Based on the first 43 days of data, scientists said in June they had identified more than 700 candidate planets and five possible multiplanet solar system.
The two Saturn-class planets announced Thursday, designated Kepler-9b and Kepler-9c, are part of a sixth system. Both planets orbit their parent star, 2,300 light-years from Earth, in gravitational resonance, with the former completing one "year" in about 19 days and the latter in about 38 days.
The Kepler observations are so precise, scientists were able to measure subtle timing variations that were the result of gravitational interactions between the orbiting planets.
"The discovery of the Kepler-9 system is important because it demonstrates an additional technique, this transit timing variations technique, that can be used for confirming planets and estimating their masses," said Matthew Holman of the Harvard-Smithsonian Center for Astrophysics. "This technique is something we will apply to future Kepler data where it'll be particularly valuable for estimating the masses of small planets."
For context, he said, "it's important to point out that if we were to observe the (Earth's) solar system from a distant star viewed edge on...we would see sizable transit timing variation. It gives you a sense of what Kepler's looking for. However, we can also use this technique to search for additional planets that may not transit the star. We can see their influence on the transit times of the planets that do transit the star."
Both of the Saturn-class Kepler-9 worlds are believed to have formed much farther from their parent star, "migrating" inward due to interactions with gas and dust in the original disk of material that gave birth to the worlds.
"Such a location so close to the star would not have been an easy place to form," said Alycia Weinberger, an astronomer with the Carnegie Institution. "So these planets probably had to form farther from the star and migrate inward and the fact that they wound up in this special relationship, this resonance, has something to say about the history of that migration. The whole history of that planetary system's formation may be included just in the present day configuration of these planets.

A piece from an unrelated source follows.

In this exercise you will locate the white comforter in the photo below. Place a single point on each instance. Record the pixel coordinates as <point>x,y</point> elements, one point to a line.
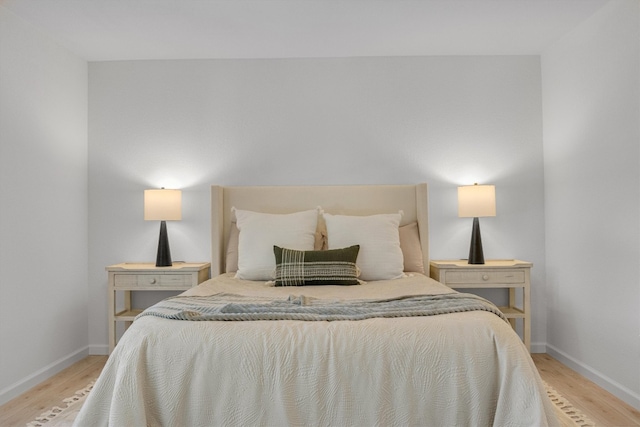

"It will take continued precise measurements by Kepler of their orbits and theoretical work to understand what the initial conditions were that lead to the final configuration that we observe today," she said. "But we could hope to understand how far these planets formed originally from their star and...how long it took them to form and how long their migrations lasted. And that really teaches us about the general mechanisms (of) the formation and migration of planets."
The smaller candidate planet, Kepler-9c, is believed to have a radius just 1.5 times greater than Earth's, completing an orbit every 1.6 days.
Earlier this week, a team of European astronomers announced the discovery of a solar system with up to seven planets, including five Neptune-class worlds, one possible Saturn-class planet and one possible low-mass world similar in size to Kepler-9c.
The European team used a ground-based telescope and a sensitive spectrograph to measure the slight movement of the parent star caused by the gravitational tugs of the orbiting planets over the past six years.
According to the Extrasolar Planets Encyclopaedia maintained by the Paris Observatory, 488 planets have been discovered to date beyond Earth's solar system, not counting the latest from Kepler. The radial velocity technique is responsible for the lion's share of the discoveries, but the transit technique will continue to gain ground as the Kepler data are analyzed.
"The Kepler data is like a treasure chest packed with all sorts of scientific riches," said Jon Morse, director of the astrophysics division at NASA headquarters. "Researchers across the country and around the world are just now beginning to dig through this treasure trove."